C'è carenza di manodopera, «ma questo è solo l'inizio»

Gli imprenditori ribadiscono: in futuro mancheranno sempre più lavoratori – Lanciato un appello a favore dell'immigrazione: «È parte della soluzione ma non sarà sufficiente» – Chiesti meno paletti e più flessibilità
©Chiara Zocchetti
Luca Faranda
27.06.2023 06:00

«Al momento rimangono vacanti circa 130 mila posti di lavoro». L’allarme - non nuovo, in realtà - è stato rilanciato dal presidente dell’Unione svizzera degli imprendtori, Valentin Vogt. Di più. «Entro il 2040 mancheranno, cumulativamente, circa 431 mila persone nel mercato del lavoro, pari a circa l’8% dell’attuale popolazione attiva», ha aggiunto dal canto suo Christoph Mäder, presidente di economiesuisse, in conferenza stampa a Berna.

La causa principale? L’ondata di pensionamenti dei «Baby boomer» sta causando - e soprattutto provocherà - ampie lacune: di anno in anno, le persone che vanno in pensione sono più dei giovani che entrano nel mercato del lavoro. Ciò non è solo negativo per il mondo professionale, ma anche per il finanziamento della previdenza a lungo termine.

Prospettive cupe

«Le prospettive sono cupe», teme economiesuisse, secondo cui nel 2029 il numero di persone che raggiungerà l’età pensionabile supererà di ben 30 mila unità la forza di lavoro giovane che entrerà nel mercato del lavoro.

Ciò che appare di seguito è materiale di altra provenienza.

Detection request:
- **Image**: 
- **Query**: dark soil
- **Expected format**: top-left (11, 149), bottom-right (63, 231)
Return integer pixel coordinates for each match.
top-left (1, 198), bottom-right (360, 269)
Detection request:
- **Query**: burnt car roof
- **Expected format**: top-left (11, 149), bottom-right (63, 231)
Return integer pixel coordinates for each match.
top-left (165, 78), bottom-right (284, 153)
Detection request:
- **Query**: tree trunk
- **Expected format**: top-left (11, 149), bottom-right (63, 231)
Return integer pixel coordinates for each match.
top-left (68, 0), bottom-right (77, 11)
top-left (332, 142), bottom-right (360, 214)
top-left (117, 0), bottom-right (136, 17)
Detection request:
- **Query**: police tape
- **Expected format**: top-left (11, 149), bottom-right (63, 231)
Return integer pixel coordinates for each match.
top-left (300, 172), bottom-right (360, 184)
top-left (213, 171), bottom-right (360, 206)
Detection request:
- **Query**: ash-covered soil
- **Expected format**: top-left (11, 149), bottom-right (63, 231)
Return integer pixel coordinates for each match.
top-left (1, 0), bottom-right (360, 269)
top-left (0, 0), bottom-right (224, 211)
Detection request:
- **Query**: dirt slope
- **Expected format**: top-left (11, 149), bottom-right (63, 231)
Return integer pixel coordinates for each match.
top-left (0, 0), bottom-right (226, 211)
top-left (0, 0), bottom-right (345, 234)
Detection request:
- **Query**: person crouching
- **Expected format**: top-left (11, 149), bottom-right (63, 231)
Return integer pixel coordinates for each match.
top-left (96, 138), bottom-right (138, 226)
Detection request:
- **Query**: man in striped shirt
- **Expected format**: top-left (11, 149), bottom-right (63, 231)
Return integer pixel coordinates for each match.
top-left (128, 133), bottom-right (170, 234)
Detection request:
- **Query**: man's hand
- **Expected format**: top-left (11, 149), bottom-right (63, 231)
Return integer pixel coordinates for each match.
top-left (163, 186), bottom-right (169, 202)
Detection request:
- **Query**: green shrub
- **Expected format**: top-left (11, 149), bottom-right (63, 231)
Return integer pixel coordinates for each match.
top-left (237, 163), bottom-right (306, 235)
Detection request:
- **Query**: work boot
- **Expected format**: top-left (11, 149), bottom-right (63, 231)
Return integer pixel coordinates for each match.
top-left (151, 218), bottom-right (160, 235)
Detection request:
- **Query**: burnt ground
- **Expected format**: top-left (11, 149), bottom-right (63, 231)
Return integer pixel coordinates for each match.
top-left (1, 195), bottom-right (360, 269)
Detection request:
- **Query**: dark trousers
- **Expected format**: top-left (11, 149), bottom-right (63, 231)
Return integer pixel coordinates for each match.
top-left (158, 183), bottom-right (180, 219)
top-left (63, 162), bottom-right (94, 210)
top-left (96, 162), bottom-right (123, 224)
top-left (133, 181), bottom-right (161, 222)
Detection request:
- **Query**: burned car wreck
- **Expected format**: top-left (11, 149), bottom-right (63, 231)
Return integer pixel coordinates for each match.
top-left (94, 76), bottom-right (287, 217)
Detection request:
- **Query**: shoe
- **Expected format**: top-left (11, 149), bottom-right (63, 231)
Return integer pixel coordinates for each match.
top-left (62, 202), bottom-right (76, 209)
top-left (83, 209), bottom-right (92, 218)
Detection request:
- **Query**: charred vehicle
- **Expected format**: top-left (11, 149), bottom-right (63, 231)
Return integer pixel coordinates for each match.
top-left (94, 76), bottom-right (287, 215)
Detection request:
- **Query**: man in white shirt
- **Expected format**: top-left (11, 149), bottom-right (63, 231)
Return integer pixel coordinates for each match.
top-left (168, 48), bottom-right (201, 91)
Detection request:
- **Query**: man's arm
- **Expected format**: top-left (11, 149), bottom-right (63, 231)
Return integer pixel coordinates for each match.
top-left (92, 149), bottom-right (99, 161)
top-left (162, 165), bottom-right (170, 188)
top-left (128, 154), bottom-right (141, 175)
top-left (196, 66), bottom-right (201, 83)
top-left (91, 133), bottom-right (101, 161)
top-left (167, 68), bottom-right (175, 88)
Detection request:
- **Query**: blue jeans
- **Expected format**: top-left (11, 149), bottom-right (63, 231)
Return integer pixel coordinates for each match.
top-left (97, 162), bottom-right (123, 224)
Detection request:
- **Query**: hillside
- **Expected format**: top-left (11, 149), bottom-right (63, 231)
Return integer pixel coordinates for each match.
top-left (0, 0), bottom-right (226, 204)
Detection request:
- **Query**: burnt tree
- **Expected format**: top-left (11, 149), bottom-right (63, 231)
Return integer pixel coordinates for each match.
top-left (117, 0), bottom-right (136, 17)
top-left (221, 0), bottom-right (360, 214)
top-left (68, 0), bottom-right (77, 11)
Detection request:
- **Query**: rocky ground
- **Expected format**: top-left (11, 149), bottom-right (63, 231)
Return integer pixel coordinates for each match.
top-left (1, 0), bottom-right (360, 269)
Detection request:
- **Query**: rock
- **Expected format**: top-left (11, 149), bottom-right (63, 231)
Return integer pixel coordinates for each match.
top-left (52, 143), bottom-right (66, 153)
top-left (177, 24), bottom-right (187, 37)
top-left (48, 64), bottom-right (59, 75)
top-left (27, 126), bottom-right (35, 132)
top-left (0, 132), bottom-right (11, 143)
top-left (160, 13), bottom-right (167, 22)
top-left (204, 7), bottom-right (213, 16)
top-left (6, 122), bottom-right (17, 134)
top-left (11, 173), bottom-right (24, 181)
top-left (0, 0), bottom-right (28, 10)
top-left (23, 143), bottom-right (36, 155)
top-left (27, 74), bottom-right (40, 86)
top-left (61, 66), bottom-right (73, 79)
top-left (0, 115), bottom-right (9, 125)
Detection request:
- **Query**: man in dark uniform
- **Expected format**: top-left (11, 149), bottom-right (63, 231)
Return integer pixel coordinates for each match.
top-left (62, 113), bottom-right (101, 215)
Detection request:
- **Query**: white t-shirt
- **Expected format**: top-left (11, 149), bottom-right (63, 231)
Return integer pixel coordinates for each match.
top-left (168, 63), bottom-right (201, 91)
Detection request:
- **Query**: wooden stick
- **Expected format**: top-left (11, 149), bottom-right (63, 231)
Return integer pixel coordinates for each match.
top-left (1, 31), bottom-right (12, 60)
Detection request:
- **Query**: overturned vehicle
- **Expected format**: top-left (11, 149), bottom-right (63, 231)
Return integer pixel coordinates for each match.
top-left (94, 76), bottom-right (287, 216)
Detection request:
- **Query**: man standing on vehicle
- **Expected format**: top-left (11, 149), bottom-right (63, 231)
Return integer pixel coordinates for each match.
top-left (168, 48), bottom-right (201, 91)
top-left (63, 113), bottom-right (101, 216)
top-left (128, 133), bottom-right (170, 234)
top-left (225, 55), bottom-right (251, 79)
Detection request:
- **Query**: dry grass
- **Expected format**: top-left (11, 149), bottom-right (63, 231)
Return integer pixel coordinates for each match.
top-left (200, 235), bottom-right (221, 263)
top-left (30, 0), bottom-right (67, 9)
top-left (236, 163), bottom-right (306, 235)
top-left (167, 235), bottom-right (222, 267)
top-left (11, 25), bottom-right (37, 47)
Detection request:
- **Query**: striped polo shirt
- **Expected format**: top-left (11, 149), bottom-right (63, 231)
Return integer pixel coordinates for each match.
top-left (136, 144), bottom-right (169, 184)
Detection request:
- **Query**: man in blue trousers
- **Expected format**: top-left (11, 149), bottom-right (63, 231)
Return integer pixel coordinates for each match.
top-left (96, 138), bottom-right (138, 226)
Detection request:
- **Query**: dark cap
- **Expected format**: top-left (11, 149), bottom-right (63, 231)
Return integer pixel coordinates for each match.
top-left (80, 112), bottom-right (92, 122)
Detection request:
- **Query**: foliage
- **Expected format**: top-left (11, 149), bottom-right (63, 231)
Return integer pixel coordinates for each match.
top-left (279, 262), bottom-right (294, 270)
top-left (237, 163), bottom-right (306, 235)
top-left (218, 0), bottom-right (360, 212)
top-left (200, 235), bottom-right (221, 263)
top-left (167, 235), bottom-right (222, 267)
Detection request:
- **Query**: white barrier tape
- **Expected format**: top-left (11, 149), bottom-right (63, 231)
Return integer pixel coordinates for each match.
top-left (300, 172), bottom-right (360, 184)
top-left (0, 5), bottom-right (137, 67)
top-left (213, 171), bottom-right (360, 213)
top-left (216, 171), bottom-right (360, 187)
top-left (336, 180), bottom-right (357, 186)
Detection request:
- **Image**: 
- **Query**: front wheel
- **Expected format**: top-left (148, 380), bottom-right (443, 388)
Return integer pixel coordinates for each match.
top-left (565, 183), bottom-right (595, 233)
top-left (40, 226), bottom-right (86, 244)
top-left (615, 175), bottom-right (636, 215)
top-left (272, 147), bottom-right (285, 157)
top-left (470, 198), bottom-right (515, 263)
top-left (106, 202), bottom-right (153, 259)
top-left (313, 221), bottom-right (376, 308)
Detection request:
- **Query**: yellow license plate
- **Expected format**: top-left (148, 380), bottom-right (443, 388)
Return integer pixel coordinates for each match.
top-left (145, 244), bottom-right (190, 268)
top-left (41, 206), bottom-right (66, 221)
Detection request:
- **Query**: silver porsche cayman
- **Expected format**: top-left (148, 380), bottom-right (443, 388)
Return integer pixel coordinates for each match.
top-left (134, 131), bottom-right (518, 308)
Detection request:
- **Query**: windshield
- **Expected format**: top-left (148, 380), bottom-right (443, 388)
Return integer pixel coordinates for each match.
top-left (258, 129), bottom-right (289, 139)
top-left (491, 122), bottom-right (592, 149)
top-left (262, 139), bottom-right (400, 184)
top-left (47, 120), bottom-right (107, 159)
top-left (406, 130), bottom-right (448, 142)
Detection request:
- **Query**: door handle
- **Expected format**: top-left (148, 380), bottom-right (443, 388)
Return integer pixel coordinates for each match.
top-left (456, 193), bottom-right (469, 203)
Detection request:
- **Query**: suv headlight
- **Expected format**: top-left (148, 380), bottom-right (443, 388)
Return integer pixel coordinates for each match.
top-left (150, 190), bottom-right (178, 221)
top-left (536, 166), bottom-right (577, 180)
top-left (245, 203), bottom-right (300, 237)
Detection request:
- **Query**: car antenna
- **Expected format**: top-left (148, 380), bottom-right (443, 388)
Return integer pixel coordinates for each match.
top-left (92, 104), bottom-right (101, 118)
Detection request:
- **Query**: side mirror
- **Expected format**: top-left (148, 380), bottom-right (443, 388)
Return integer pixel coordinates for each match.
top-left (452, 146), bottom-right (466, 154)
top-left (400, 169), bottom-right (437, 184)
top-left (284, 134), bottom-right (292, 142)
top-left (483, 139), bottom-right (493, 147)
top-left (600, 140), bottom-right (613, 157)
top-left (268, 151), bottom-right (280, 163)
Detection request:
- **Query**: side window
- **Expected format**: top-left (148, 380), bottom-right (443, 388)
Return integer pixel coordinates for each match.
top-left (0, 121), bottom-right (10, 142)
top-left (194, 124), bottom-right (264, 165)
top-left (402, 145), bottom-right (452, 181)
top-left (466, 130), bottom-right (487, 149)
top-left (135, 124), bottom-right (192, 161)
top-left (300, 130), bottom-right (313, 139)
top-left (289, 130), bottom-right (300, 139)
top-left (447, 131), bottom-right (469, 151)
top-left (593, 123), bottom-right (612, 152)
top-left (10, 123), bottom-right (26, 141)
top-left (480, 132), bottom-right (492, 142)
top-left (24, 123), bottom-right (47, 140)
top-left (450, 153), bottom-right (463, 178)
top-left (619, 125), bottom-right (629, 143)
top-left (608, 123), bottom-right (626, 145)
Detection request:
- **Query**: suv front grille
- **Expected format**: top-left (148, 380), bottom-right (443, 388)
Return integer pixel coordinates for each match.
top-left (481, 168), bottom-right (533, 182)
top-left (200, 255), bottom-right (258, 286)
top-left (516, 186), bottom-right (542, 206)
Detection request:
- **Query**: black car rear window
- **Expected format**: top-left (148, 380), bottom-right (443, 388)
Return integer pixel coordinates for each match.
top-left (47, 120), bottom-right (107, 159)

A Berna, i rappresentanti delle associazioni economiche (tra cui quella dell’industria tessile) hanno presentato una serie di possibili soluzioni: tra queste, permettere alle persone più anziane di rimanere a lungo nel mercato del lavoro, anche oltre l’età della pensione. È quindi necessario «eliminare gli svantaggi» e creare incentivi, ma non si è parlato di un nuovo aumento generalizzato dell’età di pensionamento. Tra le altre ricette c’è in particolare la possibilità di permettere a tutti coloro che si sono formati in Svizzera di poter lavorare nel Paese e di «sfruttare al meglio il potenziale della forza lavoro nazionale».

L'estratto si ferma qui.